Is ‘Zero Trust’ the Future of Data Centre Security?

As data centres grow and evolve, they become more and more complex. With a greater level of complexity comes a greater level of vulnerability, ready for cybercriminals to exploit.

The risk of breaches in cybersecurity are increased when AI technologies become involved, leaving data centres at high risk.

Industry leaders are looking to address these weaknesses head on, though. Many are advocating for the implementation of ‘zero trust’ measures, which regard no user or device as trusted by default within a network.

Stuart Miller, EMEA Data Centre and Construction Lead at OryxAlign, argues that traditional perimeter security is inadequate in modern cybersecurity.

“Adopting a zero trust model is the number one trend in enterprise security practice, as 60% of businesses anticipate a cyber breach in 2025,” he explains.

“According to BeyondTrust, only 24% of companies have their zero trust solution fully deployed, while around 76% are still in the process of implementing a zero trust approach, as a result of increased cloud utilisation and remote workers.”

A new age of cyberthreats

According to Stuart, traditional notions of how data centres should be secured are now completely outdated notion.

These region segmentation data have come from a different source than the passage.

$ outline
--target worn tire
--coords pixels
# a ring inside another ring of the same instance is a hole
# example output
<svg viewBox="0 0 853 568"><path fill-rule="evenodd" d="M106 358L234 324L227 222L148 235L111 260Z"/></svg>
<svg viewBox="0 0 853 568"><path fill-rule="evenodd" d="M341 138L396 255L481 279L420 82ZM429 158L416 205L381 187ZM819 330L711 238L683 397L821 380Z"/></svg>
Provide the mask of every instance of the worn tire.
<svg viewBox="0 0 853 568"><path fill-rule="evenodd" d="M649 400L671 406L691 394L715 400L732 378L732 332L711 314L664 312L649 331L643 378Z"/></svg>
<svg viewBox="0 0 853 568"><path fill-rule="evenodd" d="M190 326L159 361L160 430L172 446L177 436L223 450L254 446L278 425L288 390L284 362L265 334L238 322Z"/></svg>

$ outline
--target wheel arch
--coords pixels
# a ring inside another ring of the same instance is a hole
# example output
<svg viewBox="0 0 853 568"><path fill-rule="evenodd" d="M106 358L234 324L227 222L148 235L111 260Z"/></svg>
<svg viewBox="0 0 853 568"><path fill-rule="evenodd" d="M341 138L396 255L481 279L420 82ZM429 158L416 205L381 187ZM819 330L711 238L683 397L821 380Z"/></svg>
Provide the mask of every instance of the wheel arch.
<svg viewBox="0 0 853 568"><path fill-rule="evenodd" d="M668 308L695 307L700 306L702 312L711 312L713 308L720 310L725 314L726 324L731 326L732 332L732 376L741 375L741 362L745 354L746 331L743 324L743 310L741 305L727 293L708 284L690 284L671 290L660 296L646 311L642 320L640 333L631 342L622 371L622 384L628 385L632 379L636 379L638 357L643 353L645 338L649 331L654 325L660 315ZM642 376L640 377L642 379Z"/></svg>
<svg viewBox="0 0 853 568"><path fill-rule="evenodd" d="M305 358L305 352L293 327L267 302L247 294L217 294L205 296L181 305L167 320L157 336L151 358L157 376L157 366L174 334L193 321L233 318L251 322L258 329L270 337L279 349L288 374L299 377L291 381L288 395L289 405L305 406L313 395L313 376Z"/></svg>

He says, for instance, that the idea of fortifying the outer perimeter to shield the inner workings of a data centre “no longer holds up”.

Cyber threats now frequently exploit internal weaknesses, whether through compromised credentials or unsafe third-party connections.

“Once they're inside, they move around easily, taking advantage of the same trust-based systems meant to keep operations smooth,” Stuart says.

“That built-in trust has become a serious weakness.”

A zero trust model, conversely, addresses this vulnerability by continuously validating access using context-aware protocols that include identity verification, device assessment, behavioural analytics and strict adherence to detailed policies.

“In short, trust becomes a dynamic, verifiable state, not a permanent status,” Stuart reflects.

The problem is that modern data centres rarely operate as isolated entities.

Instead, they are often integrated within an expansive ecosystem incorporating public and private clouds, edge computing and container orchestration, meaning they need a security approach that can function seamlessly across diverse infrastructures.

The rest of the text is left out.